Che cosa ha studiato la ricerca
Lo studio ha coinvolto 80 pazienti con malattia coronarica, di età media 59 anni, tra uomini e donne. Questi pazienti sono stati divisi in 4 gruppi, ognuno trattato con un farmaco diverso:
- Isosorbide dinitrato
- Metoprololo (un beta bloccante)
- Nifedipina (un calcio antagonista)
- Lovastatina
Per ogni paziente, i ricercatori hanno misurato i livelli di recettori per i glucocorticoidi nel sangue, prima e dopo 30 giorni di trattamento. I recettori per i glucocorticoidi sono proteine importanti che aiutano a regolare l'infiammazione e altri processi nel corpo.
Risultati principali
Dopo il trattamento, si è osservato un aumento significativo dei recettori per i glucocorticoidi nei gruppi trattati con metoprololo e nifedipina. Questo significa che questi farmaci possono influenzare positivamente i meccanismi che controllano l'infiammazione.
Nei gruppi trattati con lovastatina e isosorbide dinitrato, invece, è stato notato solo un lieve aumento, che però non è risultato statisticamente significativo.

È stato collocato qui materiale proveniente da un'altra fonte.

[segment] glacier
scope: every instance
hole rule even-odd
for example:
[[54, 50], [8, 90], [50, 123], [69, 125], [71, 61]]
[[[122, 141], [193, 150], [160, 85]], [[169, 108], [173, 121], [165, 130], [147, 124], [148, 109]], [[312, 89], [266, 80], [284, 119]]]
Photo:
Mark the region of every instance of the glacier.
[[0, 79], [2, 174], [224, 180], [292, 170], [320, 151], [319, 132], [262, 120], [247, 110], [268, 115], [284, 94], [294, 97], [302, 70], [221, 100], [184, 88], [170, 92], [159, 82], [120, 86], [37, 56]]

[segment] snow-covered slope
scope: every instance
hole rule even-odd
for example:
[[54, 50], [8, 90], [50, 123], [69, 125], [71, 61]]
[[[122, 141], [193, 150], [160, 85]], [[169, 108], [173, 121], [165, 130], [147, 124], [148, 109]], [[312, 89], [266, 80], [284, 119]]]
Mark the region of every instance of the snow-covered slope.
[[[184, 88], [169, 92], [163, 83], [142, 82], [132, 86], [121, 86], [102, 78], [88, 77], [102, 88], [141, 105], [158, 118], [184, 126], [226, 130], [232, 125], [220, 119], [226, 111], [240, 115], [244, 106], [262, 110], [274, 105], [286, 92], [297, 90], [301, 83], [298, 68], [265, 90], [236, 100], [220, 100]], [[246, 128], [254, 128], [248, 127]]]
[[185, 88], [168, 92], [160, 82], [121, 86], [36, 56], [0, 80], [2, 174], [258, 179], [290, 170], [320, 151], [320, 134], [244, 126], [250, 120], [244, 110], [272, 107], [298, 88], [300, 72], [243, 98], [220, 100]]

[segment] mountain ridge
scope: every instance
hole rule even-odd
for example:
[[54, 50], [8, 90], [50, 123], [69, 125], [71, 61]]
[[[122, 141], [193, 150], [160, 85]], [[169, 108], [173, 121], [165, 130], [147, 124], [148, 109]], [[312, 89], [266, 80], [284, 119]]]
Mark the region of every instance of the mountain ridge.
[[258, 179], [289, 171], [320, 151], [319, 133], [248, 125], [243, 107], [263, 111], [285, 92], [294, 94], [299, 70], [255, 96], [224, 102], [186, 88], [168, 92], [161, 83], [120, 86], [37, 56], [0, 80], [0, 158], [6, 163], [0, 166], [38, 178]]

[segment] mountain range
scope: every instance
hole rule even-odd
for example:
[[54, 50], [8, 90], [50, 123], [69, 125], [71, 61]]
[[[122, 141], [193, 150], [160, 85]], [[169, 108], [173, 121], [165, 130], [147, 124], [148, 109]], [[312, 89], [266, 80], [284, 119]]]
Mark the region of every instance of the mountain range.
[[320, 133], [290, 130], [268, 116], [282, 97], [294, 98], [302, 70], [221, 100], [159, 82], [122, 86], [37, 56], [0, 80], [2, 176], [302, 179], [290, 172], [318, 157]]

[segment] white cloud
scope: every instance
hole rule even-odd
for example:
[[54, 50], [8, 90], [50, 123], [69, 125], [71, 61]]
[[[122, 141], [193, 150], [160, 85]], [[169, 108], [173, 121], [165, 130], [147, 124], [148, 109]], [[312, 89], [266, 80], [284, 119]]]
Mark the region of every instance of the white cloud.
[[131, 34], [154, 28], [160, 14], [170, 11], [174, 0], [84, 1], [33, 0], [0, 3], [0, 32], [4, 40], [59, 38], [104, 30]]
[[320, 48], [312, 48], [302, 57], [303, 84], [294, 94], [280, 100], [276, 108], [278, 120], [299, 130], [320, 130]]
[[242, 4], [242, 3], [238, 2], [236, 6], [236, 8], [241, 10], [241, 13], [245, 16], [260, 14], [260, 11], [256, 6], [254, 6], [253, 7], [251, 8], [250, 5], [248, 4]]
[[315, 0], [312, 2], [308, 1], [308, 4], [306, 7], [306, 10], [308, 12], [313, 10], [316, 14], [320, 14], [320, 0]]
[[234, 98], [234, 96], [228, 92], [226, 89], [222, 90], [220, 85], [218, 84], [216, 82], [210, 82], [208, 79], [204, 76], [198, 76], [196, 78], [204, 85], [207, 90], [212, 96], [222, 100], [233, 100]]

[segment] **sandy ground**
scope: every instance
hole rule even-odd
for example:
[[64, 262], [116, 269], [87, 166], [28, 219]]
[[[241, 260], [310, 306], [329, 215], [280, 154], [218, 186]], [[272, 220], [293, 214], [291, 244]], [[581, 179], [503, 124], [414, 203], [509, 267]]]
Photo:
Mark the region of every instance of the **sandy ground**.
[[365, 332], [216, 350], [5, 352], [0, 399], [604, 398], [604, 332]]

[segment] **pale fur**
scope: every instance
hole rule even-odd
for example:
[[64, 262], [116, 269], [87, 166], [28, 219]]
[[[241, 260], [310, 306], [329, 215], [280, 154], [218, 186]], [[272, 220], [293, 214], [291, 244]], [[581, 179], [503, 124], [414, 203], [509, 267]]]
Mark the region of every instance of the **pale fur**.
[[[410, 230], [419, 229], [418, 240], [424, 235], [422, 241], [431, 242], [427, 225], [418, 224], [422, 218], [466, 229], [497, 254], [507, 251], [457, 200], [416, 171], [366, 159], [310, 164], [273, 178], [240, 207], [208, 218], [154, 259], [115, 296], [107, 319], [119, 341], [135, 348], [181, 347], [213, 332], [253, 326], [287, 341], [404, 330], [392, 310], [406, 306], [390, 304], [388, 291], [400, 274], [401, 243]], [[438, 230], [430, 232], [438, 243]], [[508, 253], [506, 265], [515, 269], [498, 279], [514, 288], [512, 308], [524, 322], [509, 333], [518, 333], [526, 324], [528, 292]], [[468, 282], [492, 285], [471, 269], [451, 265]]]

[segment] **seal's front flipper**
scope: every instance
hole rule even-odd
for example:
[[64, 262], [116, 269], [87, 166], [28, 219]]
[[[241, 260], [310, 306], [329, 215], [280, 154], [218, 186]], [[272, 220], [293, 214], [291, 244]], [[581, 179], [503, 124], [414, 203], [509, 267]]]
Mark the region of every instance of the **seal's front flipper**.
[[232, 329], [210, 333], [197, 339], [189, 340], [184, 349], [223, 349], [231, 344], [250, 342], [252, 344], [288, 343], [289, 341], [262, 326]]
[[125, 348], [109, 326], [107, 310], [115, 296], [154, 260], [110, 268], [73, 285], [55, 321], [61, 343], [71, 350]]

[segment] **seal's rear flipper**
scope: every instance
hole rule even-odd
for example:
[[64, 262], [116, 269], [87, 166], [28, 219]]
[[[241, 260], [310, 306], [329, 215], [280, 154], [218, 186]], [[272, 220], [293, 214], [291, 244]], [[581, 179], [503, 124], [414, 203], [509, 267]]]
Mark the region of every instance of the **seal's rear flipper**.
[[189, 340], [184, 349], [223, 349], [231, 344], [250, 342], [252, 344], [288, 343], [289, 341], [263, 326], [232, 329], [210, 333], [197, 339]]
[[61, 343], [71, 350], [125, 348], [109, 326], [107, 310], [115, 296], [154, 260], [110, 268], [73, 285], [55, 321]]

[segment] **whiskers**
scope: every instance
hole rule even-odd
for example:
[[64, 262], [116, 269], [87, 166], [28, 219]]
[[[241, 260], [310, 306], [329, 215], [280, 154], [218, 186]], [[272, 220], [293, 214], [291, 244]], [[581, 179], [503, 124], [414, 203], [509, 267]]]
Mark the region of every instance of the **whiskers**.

Cosa significa tutto questo
Gli autori dello studio suggeriscono che i beta bloccanti e i calcio antagonisti, oltre a migliorare la circolazione del sangue al cuore (azione antischemica), possono anche avere un effetto anti-infiammatorio. Questo potrebbe contribuire al loro beneficio nel trattamento dei pazienti con malattia coronarica.
In conclusione
Questo studio indica che alcuni farmaci usati per le malattie cardiache possono aumentare i recettori che aiutano a controllare l'infiammazione nel corpo. In particolare, i beta bloccanti e i calcio antagonisti sembrano avere un ruolo importante anche come agenti anti-infiammatori, oltre al loro effetto principale sul cuore.